Tuesday, December 28, 2010

Quintessential Leadership

Council Speaker Chris Quinn is stepping up big time on the torpid NYC blizzard response. YNN has the story: "NYC Council Speaker Christine Quinn is promising to hold oversight hearings on Jan. 10 to look into the city’s response to the Blizzard of 2010. Quinn had some positive things to say about the way New Yorkers banded together during the storm and praised the work of the Sanitation Department, while admitting there were some significant failures in the overall response."

Good for Quinn! She is filling the leadership void that has been created by the mayor's failure to acknowledge that the city's response basically sucked. Here's part of Quinn's statement: "That said, by all accounts, the collective storm response was not anywhere near up to the standards New Yorkers are accustomed to. This is unacceptable. New Yorkers have serious questions about the City’s snow emergency policy and response. We in the Council will seek forward looking answers on behalf of our constituents.  Therefore, the Council will convene oversight hearings on January 10th at 1pm to examine questions surrounding the City’s response to yesterday’s blizzard."

There can be no pussyfooting around the fact that leadership starts from the top-and for us question 1 is, Did the mayor leave town in the days just prior to the storm? If he did, accustomed as he is to jetting out to Bermuda for a game of golf, he has a lot of explaining to do.

Quinn nails the seriousness of what has just been allowed to transpire on Mike Bloomberg's watch-and her pointed comments are a good sign that she is looking to really get out from under the mayor's shadow: "This hearing acknowledges the reality that many New Yorkers are experiencing, that something went wrong. We will conduct a constructive fact finding effort with the goal of preventing it from happening again.

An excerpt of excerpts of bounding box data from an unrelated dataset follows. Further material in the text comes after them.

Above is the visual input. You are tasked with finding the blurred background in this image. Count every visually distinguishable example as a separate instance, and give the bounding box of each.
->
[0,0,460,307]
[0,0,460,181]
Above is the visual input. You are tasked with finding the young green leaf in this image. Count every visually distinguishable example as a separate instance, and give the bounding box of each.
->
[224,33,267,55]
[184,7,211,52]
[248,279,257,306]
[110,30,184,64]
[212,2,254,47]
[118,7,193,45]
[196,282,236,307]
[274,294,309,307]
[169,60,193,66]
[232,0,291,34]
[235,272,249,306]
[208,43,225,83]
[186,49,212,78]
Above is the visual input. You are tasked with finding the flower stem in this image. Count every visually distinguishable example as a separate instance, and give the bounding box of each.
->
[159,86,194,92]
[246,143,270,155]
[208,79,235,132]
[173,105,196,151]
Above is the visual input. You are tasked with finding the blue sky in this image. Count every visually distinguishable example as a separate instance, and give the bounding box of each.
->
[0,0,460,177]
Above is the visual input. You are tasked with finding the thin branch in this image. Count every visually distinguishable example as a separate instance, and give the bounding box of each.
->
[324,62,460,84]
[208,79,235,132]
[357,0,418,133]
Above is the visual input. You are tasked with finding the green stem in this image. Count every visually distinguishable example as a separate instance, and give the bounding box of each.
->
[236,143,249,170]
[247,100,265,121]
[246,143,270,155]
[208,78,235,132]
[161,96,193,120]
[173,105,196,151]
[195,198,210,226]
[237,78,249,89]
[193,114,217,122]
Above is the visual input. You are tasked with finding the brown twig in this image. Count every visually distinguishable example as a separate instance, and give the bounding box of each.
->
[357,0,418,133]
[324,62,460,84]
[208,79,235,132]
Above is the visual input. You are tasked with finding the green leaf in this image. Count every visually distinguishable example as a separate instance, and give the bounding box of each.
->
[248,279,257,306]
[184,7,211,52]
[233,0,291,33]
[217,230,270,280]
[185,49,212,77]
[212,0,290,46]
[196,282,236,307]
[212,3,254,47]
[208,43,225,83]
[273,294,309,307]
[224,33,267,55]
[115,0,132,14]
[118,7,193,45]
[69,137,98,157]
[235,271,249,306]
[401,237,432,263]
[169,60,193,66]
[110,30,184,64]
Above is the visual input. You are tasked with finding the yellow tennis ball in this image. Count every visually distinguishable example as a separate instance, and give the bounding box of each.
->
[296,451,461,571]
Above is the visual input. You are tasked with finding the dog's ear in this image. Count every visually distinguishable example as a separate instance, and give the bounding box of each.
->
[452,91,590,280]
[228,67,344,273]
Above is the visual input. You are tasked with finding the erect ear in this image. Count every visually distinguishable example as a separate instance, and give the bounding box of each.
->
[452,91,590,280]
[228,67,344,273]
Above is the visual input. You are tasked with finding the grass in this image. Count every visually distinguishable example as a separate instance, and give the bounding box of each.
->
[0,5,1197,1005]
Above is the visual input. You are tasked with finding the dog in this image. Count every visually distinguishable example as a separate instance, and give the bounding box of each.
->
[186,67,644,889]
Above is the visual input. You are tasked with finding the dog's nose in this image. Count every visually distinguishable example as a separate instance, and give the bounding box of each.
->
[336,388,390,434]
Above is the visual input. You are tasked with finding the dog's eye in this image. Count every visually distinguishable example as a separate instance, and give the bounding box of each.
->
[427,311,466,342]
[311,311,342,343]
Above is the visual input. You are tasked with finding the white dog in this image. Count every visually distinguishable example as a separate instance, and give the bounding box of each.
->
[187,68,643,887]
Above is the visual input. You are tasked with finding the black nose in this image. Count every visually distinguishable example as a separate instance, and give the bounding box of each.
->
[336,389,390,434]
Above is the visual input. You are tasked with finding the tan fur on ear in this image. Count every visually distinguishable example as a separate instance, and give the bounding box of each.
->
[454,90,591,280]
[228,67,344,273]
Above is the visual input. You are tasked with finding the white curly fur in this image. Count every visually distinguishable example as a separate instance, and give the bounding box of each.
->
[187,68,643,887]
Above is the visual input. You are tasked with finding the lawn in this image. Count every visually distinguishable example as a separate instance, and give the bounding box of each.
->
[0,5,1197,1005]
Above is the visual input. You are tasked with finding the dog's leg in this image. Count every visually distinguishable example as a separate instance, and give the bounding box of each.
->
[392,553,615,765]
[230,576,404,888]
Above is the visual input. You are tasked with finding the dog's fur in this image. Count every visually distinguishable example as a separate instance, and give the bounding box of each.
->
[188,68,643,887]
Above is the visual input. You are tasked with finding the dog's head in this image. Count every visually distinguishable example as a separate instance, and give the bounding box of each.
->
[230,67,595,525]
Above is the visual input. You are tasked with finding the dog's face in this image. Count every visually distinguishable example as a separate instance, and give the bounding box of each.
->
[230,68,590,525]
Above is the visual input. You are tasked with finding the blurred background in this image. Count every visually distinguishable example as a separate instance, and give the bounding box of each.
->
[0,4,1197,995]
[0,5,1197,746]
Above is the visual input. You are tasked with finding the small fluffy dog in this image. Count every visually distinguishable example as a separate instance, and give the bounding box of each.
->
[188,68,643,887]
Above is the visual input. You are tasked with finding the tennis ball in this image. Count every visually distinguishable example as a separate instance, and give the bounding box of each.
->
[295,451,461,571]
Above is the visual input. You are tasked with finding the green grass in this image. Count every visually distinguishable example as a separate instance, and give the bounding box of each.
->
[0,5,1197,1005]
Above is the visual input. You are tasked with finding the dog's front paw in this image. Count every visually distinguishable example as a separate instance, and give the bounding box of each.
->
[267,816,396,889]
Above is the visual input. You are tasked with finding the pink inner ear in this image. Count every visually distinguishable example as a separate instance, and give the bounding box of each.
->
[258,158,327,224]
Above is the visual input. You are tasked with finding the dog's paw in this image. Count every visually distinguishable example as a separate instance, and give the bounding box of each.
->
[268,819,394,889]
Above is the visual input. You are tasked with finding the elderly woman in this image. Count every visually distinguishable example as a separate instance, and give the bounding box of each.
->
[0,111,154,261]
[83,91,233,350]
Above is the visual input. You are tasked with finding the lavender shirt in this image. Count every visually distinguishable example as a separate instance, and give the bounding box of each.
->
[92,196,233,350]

As we convene this hearing we must be mindful that the events of the last two days are a stark reminder of the need to protect core public services from potentially life-threatening budget reductions.”‬

Which raises the question of whether core public safety services have already been compromised. As the WSJ has reported: "New York City's response to the blizzard has been hampered by Mayor Michael Bloomberg's decision to reduce the Sanitation Department's workforce as part of citywide budget cuts, the head of the sanitation workers' union charged Monday. 'We are undermanned—we need another 400 workers, Harry Nespoli, president of the Uniformed Sanitationmen's Association, said in a telephone interview. "This is a perfect example of why you need the manpower in New York City. We're shorthanded here."

The city denies the accusations of the union but, as the WSJ points out: "Still, the city on Sunday announced it was seeking to hire private heavy-duty equipment to assist the sanitation department with snow removal. It is also seeking "licensed operators of dump trucks, tractor trailers, and roll-on roll-off trucks," the department said in a statement."

All of which leads us to wonder whether the mayor has a good handle on the city's management and budget: "To combat multibillion dollar deficits, Mr. Bloomberg has been aggressively cutting city agency budgets to keep the books balanced. He unveiled last month his latest round of budget cuts, which called for a further reduction—via attrition—of 265 sanitation workers by June 2012."

And let's not forget that, as Adam Lisberg has written, the city is in a huge debt situation because of the capital budget expenditures on projects such as Willets Point: "Maria Doulis, an analyst at the Citizens Budget Commission, studied Bloomberg's last two cuts in long-term spending - 20% in May 2008, 30% in January 2009 - and found they didn't last long. "The reversal of this reduction began just a few months later," Doulis wrote. "Failure to impose fiscal austerity on the infrastructure agenda is evident," she added. Take this year's budget: Bloomberg first proposed spending $9.2 billion on long-term projects. Then he cut it to $6.2 billion. And then he opened up the spigot again to $12.1 billion. Spending will ultimately be much higher than currently planned unless the mayor becomes more determined about establishing priorities." (emphasis added)

Or others more responsible do it for him. So the blizzard response snafu may be a useful cautionary tale for all of those acolytes that have been looking to canonize Mike Bloomberg as the best mayor in the city's history-and we include the mayor's self portrait in this regard. Bloomberg's stewardship of the city has not been all sea shells and balloons by any stretch of even Morticia's imagination-and the media (read: editorial) disgrace in midwifing his third tern usurpation deserves nothing but scorn.

It is time for the deconstruction of the Myth of Mike to begin post haste-and the city council storm hearing could be a good start if the legislature doesn't tip toe through Bloomberg's tulips. An honest appraisal of the mayor's tenure is long overdue.